Keine Sternstunde der Demokratie

 

Die Vertreter der Opposition sahen das freilich geschlossen anders. Von einem Trauerspiel für Politik und Demokratie, gar einer Entrechtung der Bürger, sprach Myriam Atz Tammerle (Südtiroler Freiheit). Sie warf Carlo Vettori - der mit seinem Änderungsantrag die Streichung des bestätigenden Referendums wieder ins Spiel brachte, nachdem dieses im Gesetzgebungsausschuss noch verhindert werden konnte – vor, die erste zarte Blume der Bürgerbeteiligung zu rupfen.

Die Grüne Brigitte Foppa, Mitinitiatorin des damaligen parteiübergreifenden Gesetzentwurfs, sprach auf Twitter von einem „beschämenden Moment für unsere Demokratie“ und kritisierte zudem die drohende Beschneidung des Bürgerrats. Auch ihr Parteikollege Riccardo dello Sbarba mahnte, man müsse eine derartige Gesetzesänderung, die mit breiter Bürgerbeteiligung entstanden sei, „behutsam und mit Verantwortung“ vornehmen. 

 

 

Alessandro Urzì  (Fratelli d’Italia) sprach von einem schlechten Signal für die Demokratie und Alex Ploner (Tean K) betonte, dass die direkte Demokratie auch vom Vertrauen in die Menschen lebe, das man nun verspiele. Paul Köllensperger sah den positiven Effekt der direkten Demokratie darin, dass sie den Gesetzgebungsprozess bereits im Vorfeld beeinflusse, der Druck zur Zweidrittelmehrheit dränge zum Kompromiss. Schießlich plädierte auch Sandro Repetto (PD) für eine Dialog zwischen den Parteien. Er selbst sei deshalb nie auf die Idee gekommen, das Instrument auszunutzen.

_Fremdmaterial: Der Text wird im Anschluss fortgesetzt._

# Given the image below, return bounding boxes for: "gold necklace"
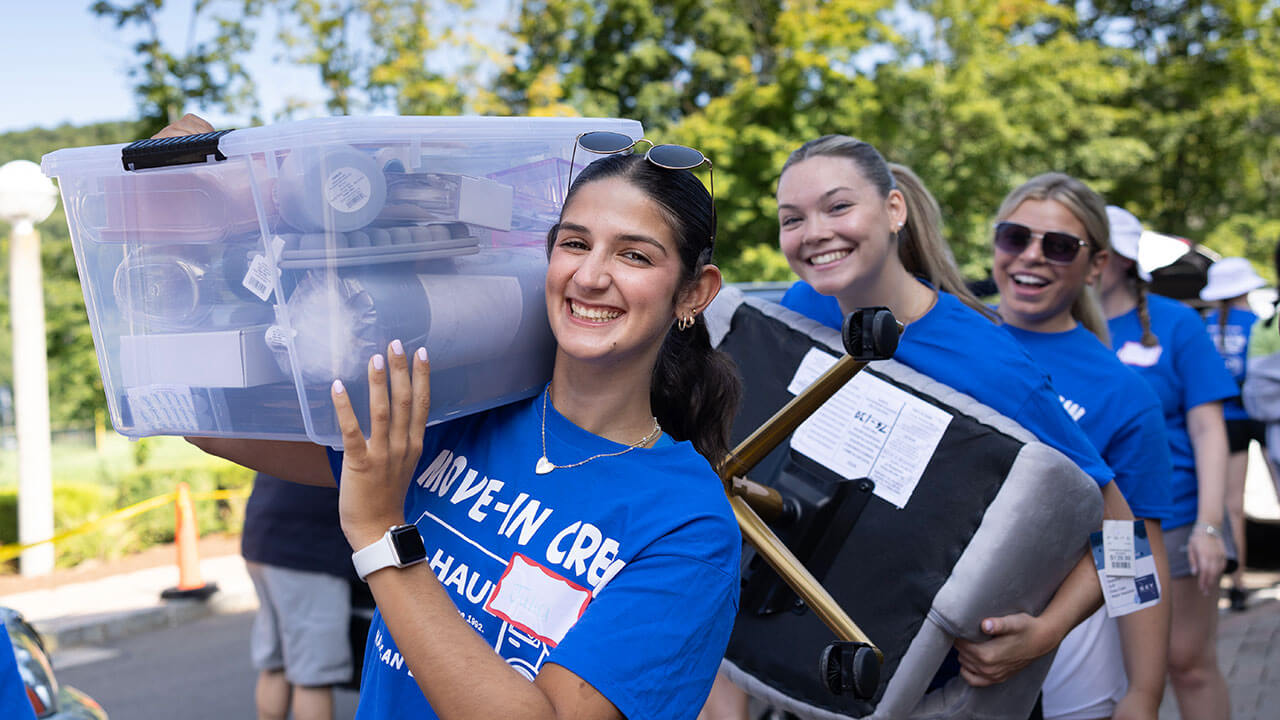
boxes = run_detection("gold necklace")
[535,385,661,475]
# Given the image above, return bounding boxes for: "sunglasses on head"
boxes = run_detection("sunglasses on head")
[568,131,716,245]
[993,221,1090,265]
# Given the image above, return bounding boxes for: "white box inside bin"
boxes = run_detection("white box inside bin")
[120,326,286,388]
[458,175,514,230]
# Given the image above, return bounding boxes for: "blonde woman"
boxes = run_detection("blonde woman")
[992,174,1173,720]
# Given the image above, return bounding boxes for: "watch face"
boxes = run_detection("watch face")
[390,525,427,563]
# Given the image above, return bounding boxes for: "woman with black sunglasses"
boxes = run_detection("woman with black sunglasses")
[992,174,1174,720]
[1099,206,1236,720]
[703,137,1133,719]
[164,115,743,720]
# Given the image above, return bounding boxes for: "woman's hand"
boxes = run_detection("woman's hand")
[953,613,1057,687]
[332,339,431,551]
[152,113,214,138]
[1187,526,1227,595]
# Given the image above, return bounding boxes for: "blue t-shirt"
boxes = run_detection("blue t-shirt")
[1,635,36,720]
[1109,293,1238,529]
[781,281,1114,487]
[329,394,740,720]
[1203,307,1256,421]
[1004,324,1173,521]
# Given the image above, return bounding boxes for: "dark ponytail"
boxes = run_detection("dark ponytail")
[550,153,741,464]
[651,317,741,463]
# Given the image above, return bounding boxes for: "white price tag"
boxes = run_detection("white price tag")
[1091,521,1161,617]
[242,253,277,301]
[1103,519,1135,577]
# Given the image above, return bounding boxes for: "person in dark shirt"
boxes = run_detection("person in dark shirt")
[242,472,357,720]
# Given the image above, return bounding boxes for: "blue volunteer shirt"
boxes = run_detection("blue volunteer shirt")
[1109,293,1238,529]
[781,280,1115,487]
[1,635,36,720]
[1005,324,1174,521]
[329,393,740,720]
[1203,307,1256,421]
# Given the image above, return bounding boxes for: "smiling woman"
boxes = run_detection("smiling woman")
[177,120,745,718]
[704,140,1130,719]
[991,173,1175,720]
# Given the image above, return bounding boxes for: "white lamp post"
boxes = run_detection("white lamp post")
[0,160,59,576]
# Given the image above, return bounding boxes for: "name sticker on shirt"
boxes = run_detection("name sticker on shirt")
[1116,341,1163,367]
[1091,520,1161,617]
[485,553,591,648]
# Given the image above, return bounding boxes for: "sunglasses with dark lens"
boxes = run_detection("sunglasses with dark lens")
[568,131,715,244]
[993,221,1089,265]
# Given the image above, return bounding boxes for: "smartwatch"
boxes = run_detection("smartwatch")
[352,524,428,581]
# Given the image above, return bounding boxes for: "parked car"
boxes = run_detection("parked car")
[2,608,107,719]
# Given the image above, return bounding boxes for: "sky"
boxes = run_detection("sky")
[0,1,328,134]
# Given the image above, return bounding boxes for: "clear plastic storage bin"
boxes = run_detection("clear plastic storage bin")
[42,116,643,446]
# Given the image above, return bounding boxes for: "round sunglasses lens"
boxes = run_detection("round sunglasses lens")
[578,131,636,154]
[647,144,705,170]
[994,223,1031,254]
[1043,233,1082,263]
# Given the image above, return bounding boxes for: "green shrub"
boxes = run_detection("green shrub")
[0,464,253,571]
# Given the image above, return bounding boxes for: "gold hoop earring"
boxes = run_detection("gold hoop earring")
[677,314,695,331]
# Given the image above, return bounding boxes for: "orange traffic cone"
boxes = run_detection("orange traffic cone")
[161,482,219,600]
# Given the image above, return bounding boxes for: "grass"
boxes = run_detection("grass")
[0,432,225,489]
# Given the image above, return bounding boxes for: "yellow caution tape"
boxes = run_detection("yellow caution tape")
[0,486,251,563]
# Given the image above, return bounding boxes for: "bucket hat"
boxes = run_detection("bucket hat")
[1106,205,1151,281]
[1200,257,1267,301]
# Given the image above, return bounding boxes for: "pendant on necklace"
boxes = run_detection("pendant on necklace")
[535,456,555,475]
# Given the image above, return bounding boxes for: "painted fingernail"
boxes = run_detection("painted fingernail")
[391,339,404,356]
[416,347,427,362]
[332,379,345,395]
[372,354,385,371]
[982,620,994,633]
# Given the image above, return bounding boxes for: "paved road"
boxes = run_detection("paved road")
[52,610,361,720]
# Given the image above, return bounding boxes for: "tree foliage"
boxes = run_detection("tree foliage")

Für den Obman der Freiheitlichen, Andreas Leiter Reber ist indes klar: Wenn man sehe, dass diese Bestimmung nicht funktioniere, weil alle paar Wochen Volksabstimmungen beantragt würden, dann könne man das Gesetz ändern. Auch laut ihm gelte es, den Menschen Vertrauen entgegenzubringen.

 

Die Repliken der Mehrheit

 

Magdalena Amhof (SVP), die wie Foppa und Noggler an der ursprünglichen Ausarbeitung des Gesetzes maßgeblich beteiligt war, und sich in der Abstimmung um das bestätigende Referendum ihrer Stimme enthielt, bekräftige, dass die direkte Demokratie eine Ergänzung und kein Ersatz für die repräsentative Demokratie sei.

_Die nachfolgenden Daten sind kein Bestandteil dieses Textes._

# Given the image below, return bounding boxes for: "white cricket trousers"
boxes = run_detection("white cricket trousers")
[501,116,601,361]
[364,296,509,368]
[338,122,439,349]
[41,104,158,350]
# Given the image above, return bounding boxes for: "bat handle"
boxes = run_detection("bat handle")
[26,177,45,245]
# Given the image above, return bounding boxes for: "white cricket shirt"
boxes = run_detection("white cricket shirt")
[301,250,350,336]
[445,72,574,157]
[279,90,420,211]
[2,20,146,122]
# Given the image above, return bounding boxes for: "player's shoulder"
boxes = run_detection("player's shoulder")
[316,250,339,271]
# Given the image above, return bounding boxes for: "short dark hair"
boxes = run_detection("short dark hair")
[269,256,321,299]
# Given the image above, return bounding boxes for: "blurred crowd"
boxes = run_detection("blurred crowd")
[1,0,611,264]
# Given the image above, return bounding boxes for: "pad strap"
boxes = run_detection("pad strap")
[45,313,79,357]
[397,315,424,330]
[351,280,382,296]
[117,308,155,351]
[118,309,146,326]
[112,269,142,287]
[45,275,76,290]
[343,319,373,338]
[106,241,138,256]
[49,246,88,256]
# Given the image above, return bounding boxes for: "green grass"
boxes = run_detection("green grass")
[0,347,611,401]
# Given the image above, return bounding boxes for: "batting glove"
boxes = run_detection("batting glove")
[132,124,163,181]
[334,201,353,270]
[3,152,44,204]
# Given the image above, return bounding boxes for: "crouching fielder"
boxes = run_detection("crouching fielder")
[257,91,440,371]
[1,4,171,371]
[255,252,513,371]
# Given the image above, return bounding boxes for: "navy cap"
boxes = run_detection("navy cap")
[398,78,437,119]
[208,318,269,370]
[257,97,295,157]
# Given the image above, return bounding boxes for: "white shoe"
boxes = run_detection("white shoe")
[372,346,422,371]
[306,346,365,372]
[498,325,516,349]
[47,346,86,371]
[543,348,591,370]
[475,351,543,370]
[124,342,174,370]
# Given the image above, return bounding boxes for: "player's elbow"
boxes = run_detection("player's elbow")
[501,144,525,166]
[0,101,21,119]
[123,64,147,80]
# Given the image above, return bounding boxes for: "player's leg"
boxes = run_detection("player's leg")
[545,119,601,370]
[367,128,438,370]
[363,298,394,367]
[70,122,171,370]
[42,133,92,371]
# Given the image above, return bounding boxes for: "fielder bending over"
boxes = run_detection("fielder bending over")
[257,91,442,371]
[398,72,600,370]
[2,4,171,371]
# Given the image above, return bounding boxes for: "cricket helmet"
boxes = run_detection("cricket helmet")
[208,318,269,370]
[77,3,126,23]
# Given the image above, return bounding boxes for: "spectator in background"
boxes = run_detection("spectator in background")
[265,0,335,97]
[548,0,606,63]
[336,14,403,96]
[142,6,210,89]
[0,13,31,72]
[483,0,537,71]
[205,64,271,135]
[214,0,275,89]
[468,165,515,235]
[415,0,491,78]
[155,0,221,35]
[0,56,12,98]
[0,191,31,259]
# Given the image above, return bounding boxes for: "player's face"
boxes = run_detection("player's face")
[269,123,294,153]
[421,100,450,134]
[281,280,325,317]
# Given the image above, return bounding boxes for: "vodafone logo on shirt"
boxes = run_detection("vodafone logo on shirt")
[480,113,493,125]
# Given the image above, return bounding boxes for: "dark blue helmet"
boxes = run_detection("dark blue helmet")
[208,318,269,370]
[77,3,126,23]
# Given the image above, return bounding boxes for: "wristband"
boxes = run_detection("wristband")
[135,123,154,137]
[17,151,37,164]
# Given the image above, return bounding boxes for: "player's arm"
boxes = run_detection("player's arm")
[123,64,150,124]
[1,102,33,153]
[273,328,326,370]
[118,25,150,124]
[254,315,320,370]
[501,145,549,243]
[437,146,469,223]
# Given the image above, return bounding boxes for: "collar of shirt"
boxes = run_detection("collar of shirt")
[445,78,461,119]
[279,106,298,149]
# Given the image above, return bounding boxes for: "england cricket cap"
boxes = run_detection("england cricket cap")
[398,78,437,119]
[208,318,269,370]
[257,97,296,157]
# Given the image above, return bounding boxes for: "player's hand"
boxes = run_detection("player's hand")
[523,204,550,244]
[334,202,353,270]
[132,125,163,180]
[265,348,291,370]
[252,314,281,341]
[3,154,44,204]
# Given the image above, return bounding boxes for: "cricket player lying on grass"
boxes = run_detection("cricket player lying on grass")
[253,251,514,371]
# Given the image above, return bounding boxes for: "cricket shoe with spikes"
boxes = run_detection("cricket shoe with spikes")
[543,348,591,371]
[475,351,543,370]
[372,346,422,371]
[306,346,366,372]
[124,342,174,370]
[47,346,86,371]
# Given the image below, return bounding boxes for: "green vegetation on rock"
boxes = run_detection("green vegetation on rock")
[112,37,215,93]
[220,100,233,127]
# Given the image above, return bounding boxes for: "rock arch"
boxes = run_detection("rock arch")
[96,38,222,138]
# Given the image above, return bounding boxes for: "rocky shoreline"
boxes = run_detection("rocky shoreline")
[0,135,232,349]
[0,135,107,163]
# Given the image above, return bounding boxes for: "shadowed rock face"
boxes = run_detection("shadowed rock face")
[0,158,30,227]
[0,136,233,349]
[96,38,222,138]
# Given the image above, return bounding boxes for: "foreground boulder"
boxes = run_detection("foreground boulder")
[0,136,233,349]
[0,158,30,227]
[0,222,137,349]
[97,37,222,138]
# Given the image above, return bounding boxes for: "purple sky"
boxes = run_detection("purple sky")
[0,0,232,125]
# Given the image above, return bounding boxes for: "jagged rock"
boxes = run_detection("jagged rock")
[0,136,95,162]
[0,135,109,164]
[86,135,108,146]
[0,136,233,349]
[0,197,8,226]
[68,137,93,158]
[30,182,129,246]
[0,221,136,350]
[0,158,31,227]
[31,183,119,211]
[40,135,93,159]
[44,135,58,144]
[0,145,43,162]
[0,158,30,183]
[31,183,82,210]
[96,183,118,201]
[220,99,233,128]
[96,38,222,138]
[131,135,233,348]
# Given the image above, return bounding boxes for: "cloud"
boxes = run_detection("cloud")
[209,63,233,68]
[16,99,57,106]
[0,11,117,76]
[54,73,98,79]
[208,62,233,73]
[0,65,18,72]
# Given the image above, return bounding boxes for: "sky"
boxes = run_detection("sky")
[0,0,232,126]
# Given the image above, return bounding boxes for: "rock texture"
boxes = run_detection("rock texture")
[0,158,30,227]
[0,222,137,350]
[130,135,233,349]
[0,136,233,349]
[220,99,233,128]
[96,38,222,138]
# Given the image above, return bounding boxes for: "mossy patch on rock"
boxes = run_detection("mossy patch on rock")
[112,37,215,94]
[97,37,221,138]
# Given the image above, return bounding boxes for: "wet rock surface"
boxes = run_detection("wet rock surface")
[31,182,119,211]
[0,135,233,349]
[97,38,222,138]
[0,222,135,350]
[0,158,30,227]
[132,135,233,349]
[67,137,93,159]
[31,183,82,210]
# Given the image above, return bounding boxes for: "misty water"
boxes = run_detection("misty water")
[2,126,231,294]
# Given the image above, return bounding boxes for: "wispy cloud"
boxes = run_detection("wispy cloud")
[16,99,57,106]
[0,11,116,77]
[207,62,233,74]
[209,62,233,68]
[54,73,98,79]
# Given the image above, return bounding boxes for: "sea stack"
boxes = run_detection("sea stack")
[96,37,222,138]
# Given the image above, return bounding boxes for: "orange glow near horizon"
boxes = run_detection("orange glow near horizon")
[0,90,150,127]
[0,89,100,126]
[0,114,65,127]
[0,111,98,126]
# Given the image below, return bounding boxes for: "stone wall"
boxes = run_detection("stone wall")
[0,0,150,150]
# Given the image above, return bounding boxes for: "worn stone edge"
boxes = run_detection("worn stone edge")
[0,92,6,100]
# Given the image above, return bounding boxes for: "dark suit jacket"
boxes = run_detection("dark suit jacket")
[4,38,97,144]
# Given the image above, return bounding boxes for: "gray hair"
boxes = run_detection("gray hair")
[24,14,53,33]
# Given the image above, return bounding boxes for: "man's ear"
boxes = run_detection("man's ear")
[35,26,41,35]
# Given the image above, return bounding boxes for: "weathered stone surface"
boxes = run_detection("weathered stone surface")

Als Retter der Demokratie sah sich hingegen Carlo Vettori (Forza Italia Alto Adige Südtirol), der die 300 Unterschriften zur Blockade eines Landesgesetzes als wenig erachtet, die Regelung führe gar ins Chaos. Jede Mehrheit müsse laut ihm die Möglichkeit haben, Gesetze voranzubringen. 

 

Landeshauptmann Arno Kompatscher hingegen wies darauf hin, dass das Gesetz, das er selbst verabschiedet hatte, einige Fehler aufweise. Deshalb sei eine Abänderung dringend notwendig. Den Streichungsantrag von Vettori hält Kompatscher für nachvollziehbar und richtig. Diese Bestimmung sei verfassungswidrig, so Kompatscher, was auch das Gesetzgebungsamt des Regionenministeriums bestätigte. Das Autonomiestatut sehe lediglich das abschaffende Referendum vor, nicht das bestätigende. Dennoch sei er überzeugt, dass es die Bürgerbeteiligung brauche.